Mr. Cheney's most interesting appearance in the indictment is on Page 5, where he is described as telling Mr. Libby, on June 12, 2003, that Mr. Wilson's wife worked at the C.I.A. in the counterproliferation division. "Libby understood that the vice president had learned this information from the C.I.A.," the indictment states.

Mr. Cheney also appears on Page 8, when he flew with Mr. Libby and others on Air Force Two on July 12, 2003, to Norfolk, Va. On the return trip, the indictment states, Mr. Libby "discussed with other officials aboard the plane" what he should say to reporters in response to "certain pending media inquiries," including questions from Matthew Cooper of Time magazine.

The indictment does not say who the "other officials" are or the nature of the media inquiries, but it does say that on that same day Mr. Libby spoke to Mr. Cooper, and that he confirmed that he had heard that Mr. Wilson's wife was involved in sending him on the trip.

The indictment comes as other parts of the wall that was built around Mr. Cheney's defense of the war have come tumbling down. Earlier this month, Lawrence Wilkerson, the former chief of staff to Colin L. Powell while he was secretary of state, complained in a speech of a "cabal" between Mr. Cheney and Defense Secretary Donald H. Rumsfeld when it came to Iraq and of a "real dysfunctionality" in the administration's foreign policy team.

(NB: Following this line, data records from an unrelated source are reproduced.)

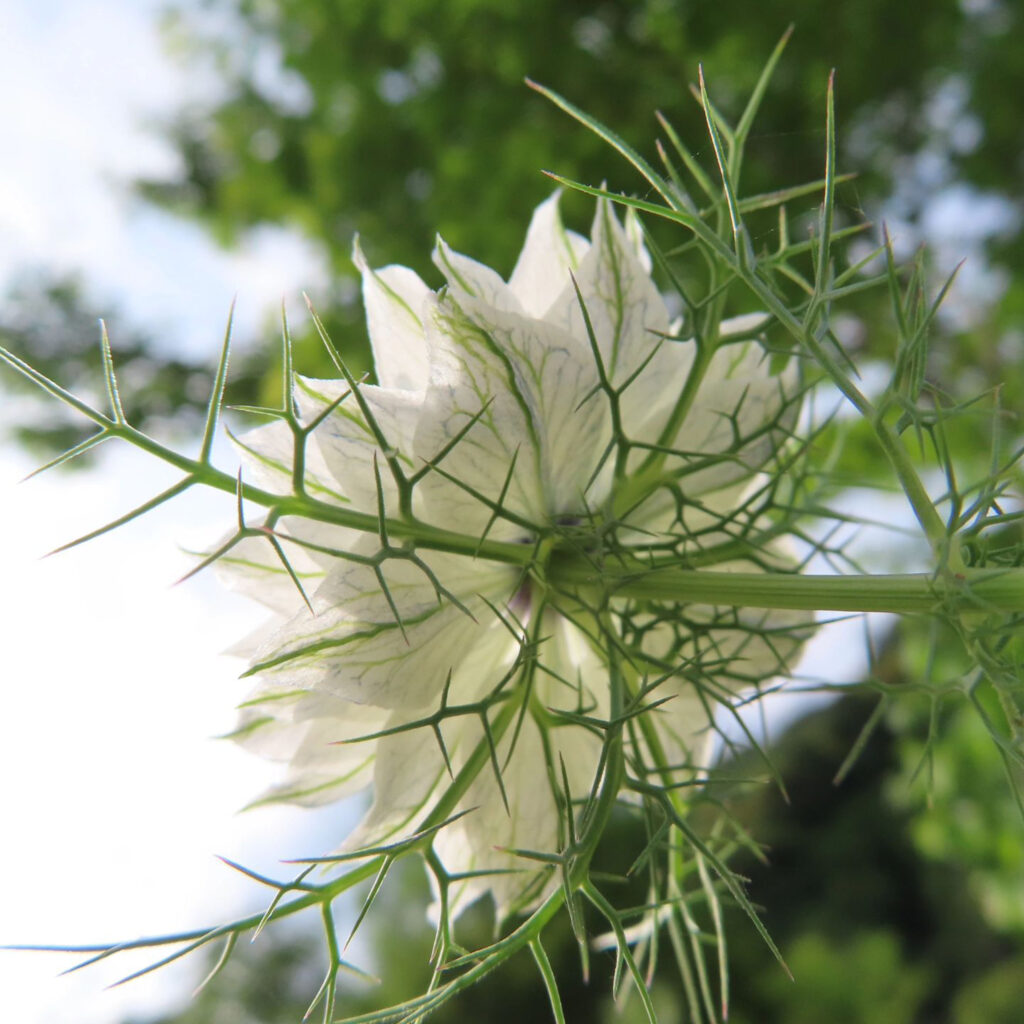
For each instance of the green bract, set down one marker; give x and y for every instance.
(558, 412)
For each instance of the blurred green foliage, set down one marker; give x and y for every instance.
(401, 118)
(872, 929)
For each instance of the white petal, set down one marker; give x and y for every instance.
(394, 297)
(355, 648)
(542, 271)
(630, 324)
(471, 379)
(553, 379)
(467, 278)
(307, 731)
(348, 445)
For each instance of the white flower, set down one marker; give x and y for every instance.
(387, 644)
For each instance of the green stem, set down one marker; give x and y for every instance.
(973, 590)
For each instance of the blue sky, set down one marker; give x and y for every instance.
(115, 802)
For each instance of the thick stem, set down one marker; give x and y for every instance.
(974, 590)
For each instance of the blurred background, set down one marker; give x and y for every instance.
(161, 158)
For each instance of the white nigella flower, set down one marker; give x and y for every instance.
(424, 654)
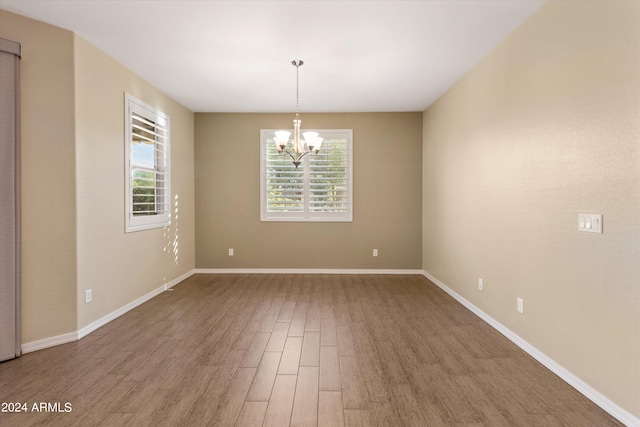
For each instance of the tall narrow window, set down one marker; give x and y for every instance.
(320, 189)
(147, 166)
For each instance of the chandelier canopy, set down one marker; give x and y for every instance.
(299, 148)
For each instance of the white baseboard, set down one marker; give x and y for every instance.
(614, 410)
(302, 271)
(49, 342)
(74, 336)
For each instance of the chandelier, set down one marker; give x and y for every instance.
(310, 143)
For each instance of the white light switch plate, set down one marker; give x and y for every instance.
(590, 223)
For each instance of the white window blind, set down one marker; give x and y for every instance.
(319, 190)
(147, 158)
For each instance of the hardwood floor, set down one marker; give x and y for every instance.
(300, 350)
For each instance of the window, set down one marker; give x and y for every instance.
(147, 166)
(319, 190)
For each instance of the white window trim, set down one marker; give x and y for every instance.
(139, 223)
(311, 217)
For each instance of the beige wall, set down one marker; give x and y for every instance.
(120, 267)
(72, 104)
(387, 194)
(48, 176)
(544, 128)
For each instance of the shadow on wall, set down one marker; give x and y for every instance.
(171, 234)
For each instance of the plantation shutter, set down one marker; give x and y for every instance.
(10, 339)
(148, 160)
(285, 183)
(328, 177)
(320, 189)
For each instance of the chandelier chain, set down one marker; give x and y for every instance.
(297, 88)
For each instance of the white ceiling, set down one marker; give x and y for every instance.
(235, 56)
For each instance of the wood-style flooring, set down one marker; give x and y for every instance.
(300, 350)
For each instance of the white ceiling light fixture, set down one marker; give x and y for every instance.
(299, 148)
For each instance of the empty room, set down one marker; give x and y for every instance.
(320, 213)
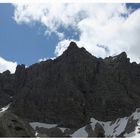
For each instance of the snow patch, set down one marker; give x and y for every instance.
(43, 125)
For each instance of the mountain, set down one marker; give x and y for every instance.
(72, 89)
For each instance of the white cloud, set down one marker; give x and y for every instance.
(99, 25)
(7, 65)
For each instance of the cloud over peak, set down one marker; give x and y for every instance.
(7, 65)
(104, 29)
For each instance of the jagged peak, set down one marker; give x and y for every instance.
(122, 55)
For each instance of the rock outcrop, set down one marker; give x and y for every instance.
(73, 88)
(13, 126)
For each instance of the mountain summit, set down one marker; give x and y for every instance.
(73, 88)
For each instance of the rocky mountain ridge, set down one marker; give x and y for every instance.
(73, 88)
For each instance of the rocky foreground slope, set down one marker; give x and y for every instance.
(72, 89)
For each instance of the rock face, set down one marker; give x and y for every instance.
(73, 88)
(13, 126)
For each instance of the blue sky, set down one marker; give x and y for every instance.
(22, 43)
(26, 43)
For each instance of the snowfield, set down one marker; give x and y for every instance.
(122, 127)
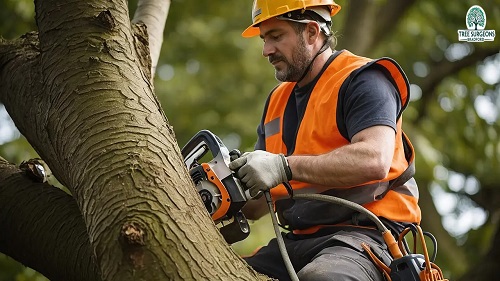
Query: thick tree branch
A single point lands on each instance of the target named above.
(153, 13)
(42, 228)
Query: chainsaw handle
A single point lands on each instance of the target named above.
(198, 146)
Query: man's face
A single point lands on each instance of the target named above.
(285, 49)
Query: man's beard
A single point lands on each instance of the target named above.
(294, 70)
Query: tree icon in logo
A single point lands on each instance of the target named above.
(476, 17)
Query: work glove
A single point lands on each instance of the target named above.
(260, 170)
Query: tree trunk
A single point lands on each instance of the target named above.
(41, 221)
(90, 112)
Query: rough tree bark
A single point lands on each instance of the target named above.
(80, 91)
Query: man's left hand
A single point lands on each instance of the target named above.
(261, 170)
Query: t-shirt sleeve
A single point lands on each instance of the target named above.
(370, 100)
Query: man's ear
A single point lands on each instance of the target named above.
(313, 31)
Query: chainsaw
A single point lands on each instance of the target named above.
(221, 192)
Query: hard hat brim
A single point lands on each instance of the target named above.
(251, 31)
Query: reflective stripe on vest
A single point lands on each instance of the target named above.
(318, 133)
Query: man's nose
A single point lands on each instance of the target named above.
(268, 49)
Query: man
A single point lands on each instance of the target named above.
(333, 126)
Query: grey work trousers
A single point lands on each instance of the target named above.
(333, 254)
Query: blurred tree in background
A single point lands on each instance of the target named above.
(209, 77)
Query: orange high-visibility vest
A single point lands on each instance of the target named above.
(318, 133)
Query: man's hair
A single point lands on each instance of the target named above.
(299, 27)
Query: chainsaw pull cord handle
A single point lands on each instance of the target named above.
(279, 239)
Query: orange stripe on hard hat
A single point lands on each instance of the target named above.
(266, 9)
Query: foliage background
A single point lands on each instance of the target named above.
(209, 77)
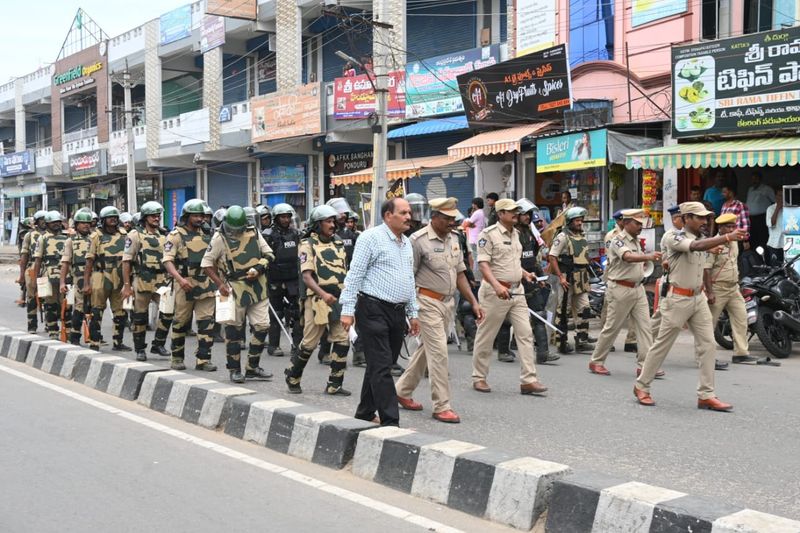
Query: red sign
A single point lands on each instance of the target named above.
(354, 97)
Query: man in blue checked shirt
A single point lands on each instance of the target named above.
(379, 295)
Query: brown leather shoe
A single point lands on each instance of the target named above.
(532, 388)
(448, 416)
(659, 374)
(643, 397)
(409, 404)
(714, 404)
(481, 386)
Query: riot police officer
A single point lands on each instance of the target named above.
(104, 265)
(283, 277)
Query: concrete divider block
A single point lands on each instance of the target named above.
(233, 420)
(336, 441)
(473, 477)
(435, 468)
(367, 456)
(305, 432)
(259, 419)
(521, 490)
(749, 521)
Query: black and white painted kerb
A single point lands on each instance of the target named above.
(523, 492)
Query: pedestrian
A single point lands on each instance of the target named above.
(685, 304)
(741, 211)
(247, 256)
(380, 297)
(102, 278)
(569, 260)
(502, 296)
(193, 291)
(723, 293)
(144, 250)
(625, 295)
(323, 269)
(439, 270)
(284, 278)
(774, 217)
(49, 251)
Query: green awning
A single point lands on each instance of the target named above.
(780, 151)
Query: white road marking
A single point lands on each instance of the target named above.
(390, 510)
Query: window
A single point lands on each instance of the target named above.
(591, 31)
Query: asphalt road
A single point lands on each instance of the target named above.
(77, 460)
(749, 457)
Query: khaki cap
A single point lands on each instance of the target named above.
(446, 206)
(695, 208)
(506, 204)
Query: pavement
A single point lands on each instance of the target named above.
(748, 457)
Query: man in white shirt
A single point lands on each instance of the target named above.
(759, 197)
(774, 218)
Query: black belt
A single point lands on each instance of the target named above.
(382, 302)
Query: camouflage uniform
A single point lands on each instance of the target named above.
(75, 250)
(105, 249)
(326, 262)
(144, 250)
(185, 249)
(242, 252)
(50, 249)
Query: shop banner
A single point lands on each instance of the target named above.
(528, 88)
(432, 84)
(354, 96)
(748, 83)
(585, 149)
(287, 114)
(17, 163)
(237, 9)
(212, 33)
(176, 24)
(88, 165)
(283, 179)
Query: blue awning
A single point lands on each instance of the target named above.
(429, 127)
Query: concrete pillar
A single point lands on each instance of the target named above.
(152, 88)
(289, 43)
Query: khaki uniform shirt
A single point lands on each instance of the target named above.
(502, 249)
(618, 268)
(724, 267)
(437, 262)
(685, 266)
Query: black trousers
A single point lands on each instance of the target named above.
(381, 327)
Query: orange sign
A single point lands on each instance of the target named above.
(238, 9)
(287, 114)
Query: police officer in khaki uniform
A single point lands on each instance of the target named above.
(438, 271)
(627, 300)
(722, 290)
(323, 267)
(73, 264)
(104, 265)
(49, 250)
(144, 250)
(684, 304)
(247, 256)
(502, 296)
(193, 290)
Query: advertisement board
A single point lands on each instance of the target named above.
(528, 88)
(573, 151)
(432, 83)
(354, 96)
(748, 83)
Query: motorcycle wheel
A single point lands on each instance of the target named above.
(722, 332)
(774, 338)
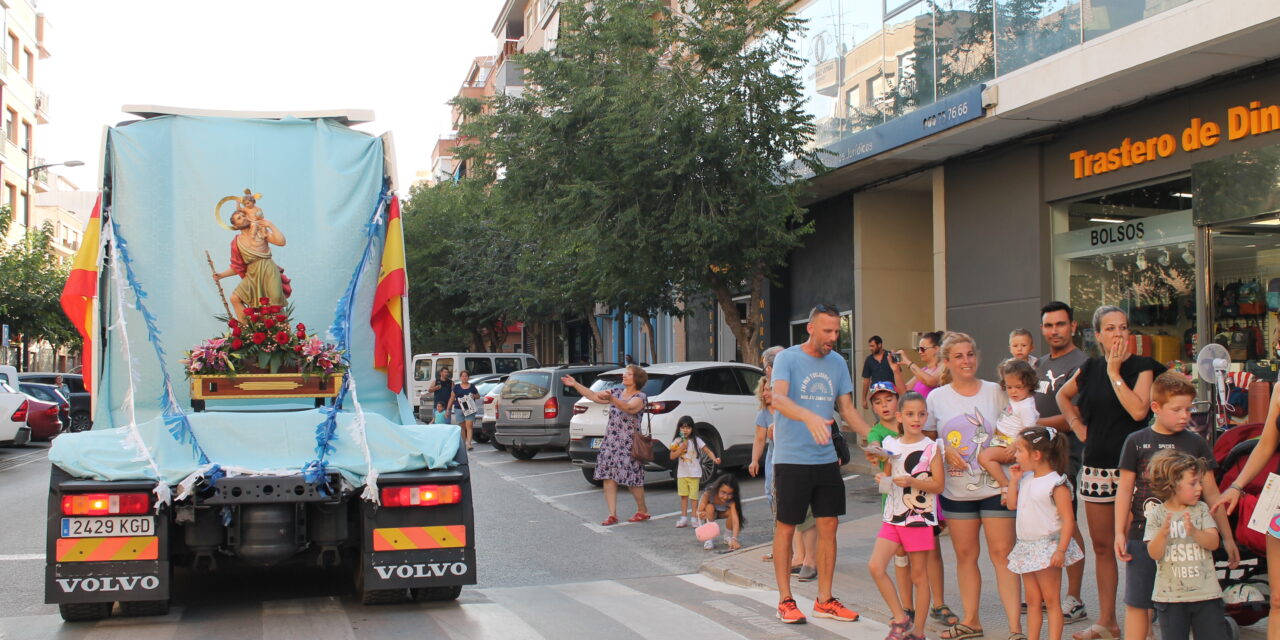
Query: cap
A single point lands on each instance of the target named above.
(883, 385)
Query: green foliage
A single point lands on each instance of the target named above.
(31, 283)
(648, 159)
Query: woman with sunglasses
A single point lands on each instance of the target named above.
(927, 375)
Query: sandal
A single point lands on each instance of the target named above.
(1095, 632)
(942, 613)
(960, 631)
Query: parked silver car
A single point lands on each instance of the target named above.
(534, 407)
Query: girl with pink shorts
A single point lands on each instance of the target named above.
(912, 481)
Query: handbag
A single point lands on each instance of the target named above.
(837, 440)
(641, 444)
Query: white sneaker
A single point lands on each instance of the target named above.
(1073, 609)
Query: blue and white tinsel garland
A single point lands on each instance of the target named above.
(315, 471)
(174, 417)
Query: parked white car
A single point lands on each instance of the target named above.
(13, 416)
(718, 396)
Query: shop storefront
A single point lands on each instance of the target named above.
(1189, 243)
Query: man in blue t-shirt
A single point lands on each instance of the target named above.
(810, 383)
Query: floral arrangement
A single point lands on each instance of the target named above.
(265, 341)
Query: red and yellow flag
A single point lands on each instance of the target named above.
(81, 288)
(388, 316)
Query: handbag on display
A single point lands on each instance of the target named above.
(641, 444)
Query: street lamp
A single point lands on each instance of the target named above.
(31, 170)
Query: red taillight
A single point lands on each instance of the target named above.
(662, 407)
(19, 415)
(421, 496)
(106, 503)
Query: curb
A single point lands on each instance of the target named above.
(716, 568)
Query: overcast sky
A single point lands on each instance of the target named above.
(403, 59)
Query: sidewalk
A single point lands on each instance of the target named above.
(854, 586)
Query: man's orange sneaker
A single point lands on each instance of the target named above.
(833, 609)
(790, 613)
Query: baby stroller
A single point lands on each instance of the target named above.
(1246, 590)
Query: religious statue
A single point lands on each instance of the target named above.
(251, 256)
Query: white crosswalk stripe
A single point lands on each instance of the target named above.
(643, 613)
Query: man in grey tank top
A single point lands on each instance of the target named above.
(1054, 370)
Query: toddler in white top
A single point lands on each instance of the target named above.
(1018, 379)
(1045, 524)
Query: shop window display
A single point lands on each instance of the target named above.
(1134, 250)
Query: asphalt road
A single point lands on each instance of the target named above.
(545, 570)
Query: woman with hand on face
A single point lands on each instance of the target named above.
(615, 465)
(1115, 401)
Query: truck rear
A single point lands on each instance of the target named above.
(242, 296)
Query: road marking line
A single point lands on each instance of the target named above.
(567, 494)
(22, 557)
(547, 474)
(647, 616)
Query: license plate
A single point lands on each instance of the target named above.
(109, 526)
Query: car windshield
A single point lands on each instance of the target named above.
(526, 384)
(656, 384)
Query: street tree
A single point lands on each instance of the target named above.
(31, 282)
(666, 144)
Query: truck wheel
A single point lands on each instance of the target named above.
(383, 597)
(437, 593)
(145, 608)
(81, 421)
(85, 611)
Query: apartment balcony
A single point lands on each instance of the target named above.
(41, 108)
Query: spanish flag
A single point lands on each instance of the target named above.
(81, 289)
(388, 316)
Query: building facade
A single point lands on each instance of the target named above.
(1006, 154)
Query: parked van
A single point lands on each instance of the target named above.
(426, 366)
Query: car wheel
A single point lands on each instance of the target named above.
(712, 439)
(81, 421)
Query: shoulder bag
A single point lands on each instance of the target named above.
(641, 444)
(837, 440)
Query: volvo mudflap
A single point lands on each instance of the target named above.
(420, 542)
(105, 544)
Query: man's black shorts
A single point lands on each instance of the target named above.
(798, 488)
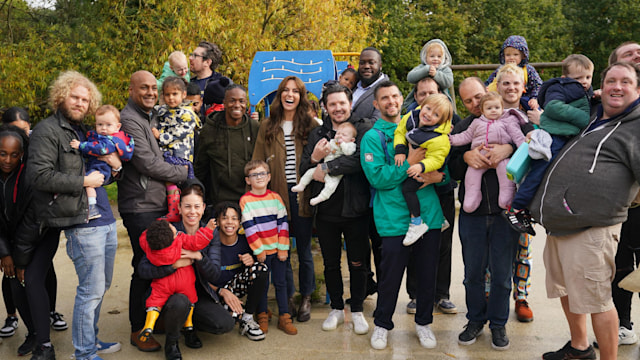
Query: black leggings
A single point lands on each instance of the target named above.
(409, 189)
(51, 283)
(32, 300)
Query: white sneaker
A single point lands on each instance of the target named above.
(426, 336)
(335, 317)
(626, 336)
(414, 233)
(379, 338)
(360, 325)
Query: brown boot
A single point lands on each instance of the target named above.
(263, 321)
(286, 324)
(304, 312)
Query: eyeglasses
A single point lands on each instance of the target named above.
(259, 175)
(195, 55)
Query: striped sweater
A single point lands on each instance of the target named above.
(264, 218)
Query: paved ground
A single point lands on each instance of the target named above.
(528, 341)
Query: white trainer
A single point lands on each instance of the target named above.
(414, 233)
(626, 336)
(379, 338)
(426, 336)
(360, 325)
(335, 317)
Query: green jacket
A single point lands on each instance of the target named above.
(390, 211)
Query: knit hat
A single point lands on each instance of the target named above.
(540, 145)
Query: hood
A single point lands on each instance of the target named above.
(447, 56)
(517, 42)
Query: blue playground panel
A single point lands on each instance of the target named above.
(269, 68)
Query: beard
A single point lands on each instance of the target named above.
(73, 118)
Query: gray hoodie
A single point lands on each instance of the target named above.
(593, 180)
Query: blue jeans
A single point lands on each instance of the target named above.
(300, 227)
(93, 251)
(487, 242)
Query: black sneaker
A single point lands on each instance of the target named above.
(519, 221)
(57, 322)
(28, 345)
(568, 352)
(42, 352)
(471, 332)
(499, 339)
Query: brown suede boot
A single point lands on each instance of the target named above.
(263, 322)
(304, 312)
(286, 324)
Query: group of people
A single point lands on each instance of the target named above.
(364, 173)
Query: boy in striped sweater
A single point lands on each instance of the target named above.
(264, 219)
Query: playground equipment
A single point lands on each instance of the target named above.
(269, 68)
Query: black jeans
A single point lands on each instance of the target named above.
(443, 282)
(627, 258)
(356, 237)
(32, 300)
(136, 223)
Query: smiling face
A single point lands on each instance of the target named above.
(10, 154)
(338, 107)
(492, 109)
(290, 96)
(191, 208)
(258, 179)
(369, 65)
(512, 55)
(510, 87)
(235, 105)
(619, 90)
(143, 90)
(429, 115)
(434, 56)
(173, 96)
(76, 105)
(348, 79)
(107, 123)
(581, 75)
(229, 222)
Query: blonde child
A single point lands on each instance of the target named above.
(264, 219)
(177, 125)
(107, 138)
(516, 51)
(427, 128)
(436, 63)
(495, 126)
(344, 143)
(177, 65)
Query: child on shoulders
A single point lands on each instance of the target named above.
(566, 104)
(107, 138)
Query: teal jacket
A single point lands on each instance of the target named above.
(390, 211)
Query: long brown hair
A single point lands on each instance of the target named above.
(302, 121)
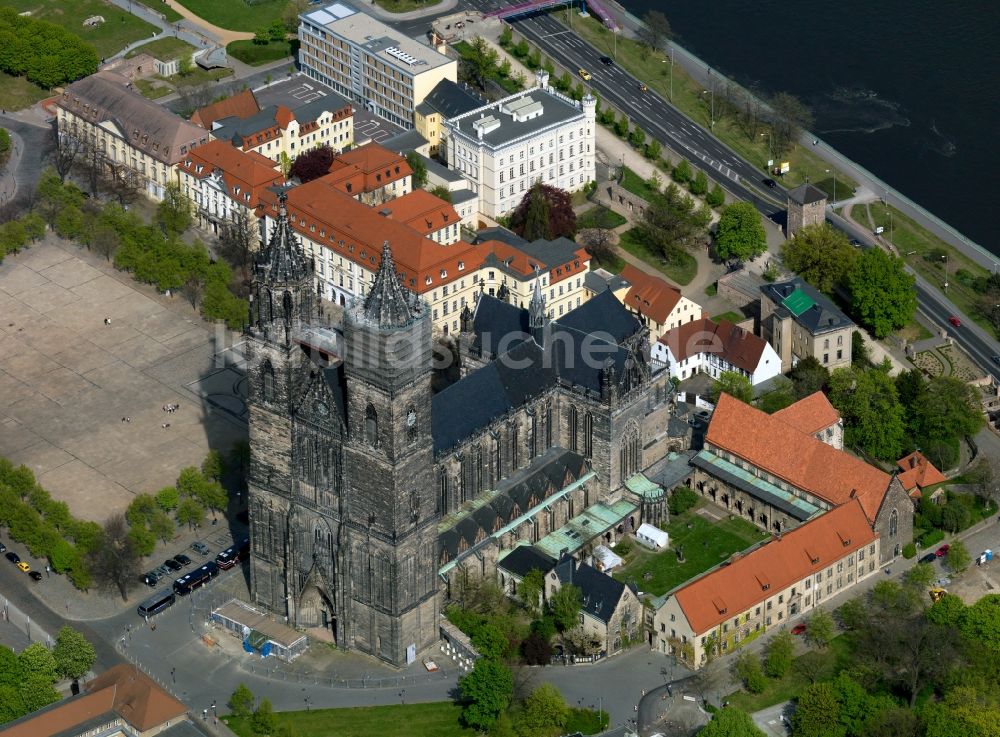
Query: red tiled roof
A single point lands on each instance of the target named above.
(730, 591)
(421, 210)
(916, 472)
(797, 457)
(810, 414)
(649, 296)
(242, 105)
(735, 345)
(248, 170)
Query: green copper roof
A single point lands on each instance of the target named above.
(798, 302)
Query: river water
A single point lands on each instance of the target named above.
(910, 89)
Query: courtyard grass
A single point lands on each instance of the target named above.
(237, 15)
(794, 683)
(681, 270)
(256, 54)
(17, 93)
(120, 28)
(705, 545)
(164, 49)
(437, 719)
(688, 97)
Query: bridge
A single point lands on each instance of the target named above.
(534, 6)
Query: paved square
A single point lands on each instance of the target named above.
(67, 380)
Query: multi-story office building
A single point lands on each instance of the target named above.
(537, 135)
(369, 62)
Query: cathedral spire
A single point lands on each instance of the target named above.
(283, 259)
(387, 304)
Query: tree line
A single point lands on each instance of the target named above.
(41, 51)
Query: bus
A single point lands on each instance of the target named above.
(156, 603)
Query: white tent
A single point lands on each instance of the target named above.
(605, 559)
(652, 537)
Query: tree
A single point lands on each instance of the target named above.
(883, 296)
(655, 30)
(190, 512)
(748, 670)
(241, 702)
(312, 164)
(958, 558)
(37, 660)
(790, 117)
(817, 713)
(734, 384)
(565, 606)
(416, 162)
(115, 561)
(873, 417)
(486, 690)
(740, 234)
(544, 212)
(730, 722)
(73, 654)
(821, 255)
(820, 629)
(778, 654)
(264, 721)
(544, 711)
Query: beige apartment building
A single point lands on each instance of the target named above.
(370, 63)
(800, 322)
(129, 134)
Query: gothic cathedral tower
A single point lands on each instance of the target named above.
(390, 507)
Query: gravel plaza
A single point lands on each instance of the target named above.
(81, 398)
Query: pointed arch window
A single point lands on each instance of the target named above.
(371, 426)
(267, 382)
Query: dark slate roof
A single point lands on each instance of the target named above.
(404, 142)
(283, 260)
(603, 313)
(525, 558)
(822, 317)
(450, 99)
(600, 593)
(806, 194)
(546, 475)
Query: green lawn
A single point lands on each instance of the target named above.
(403, 6)
(164, 49)
(689, 98)
(789, 687)
(159, 6)
(237, 15)
(680, 271)
(599, 217)
(118, 31)
(439, 719)
(256, 54)
(632, 182)
(17, 93)
(916, 245)
(705, 545)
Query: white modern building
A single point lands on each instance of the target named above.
(537, 135)
(370, 63)
(713, 347)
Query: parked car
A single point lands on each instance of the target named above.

The indictment also serves as fresh evidence to those Republicans who have known Mr. Cheney for decades and say he has changed, and that he reacted to the terrorist attacks of Sept. 11, 2001, by becoming consumed with threats against the nation and his long-time desire to rid Iraq of Mr. Hussein. Brent Scowcroft, the national security adviser to the first President Bush, said as much in The New Yorker's current issue.

"I consider Cheney a good friend - I've known him for thirty years," Mr. Scowcroft told Jeffrey Goldberg. "But Dick Cheney I don't know anymore."

Some Republicans say that Mr. Cheney's relationship with Mr. Bush has already changed, and that he has become less of a mentor to the president after Mr. Bush's nearly five years in office. Still, Mr. Cheney's allies insist that, with or without Mr. Libby, Mr. Cheney will be at the president's side.

"I don't think it's ever been about Cheney's staff," said Victoria Clarke, a former Pentagon spokeswoman and aide to President George H. W. Bush. "It's about him. Cheney's influence has always been his own."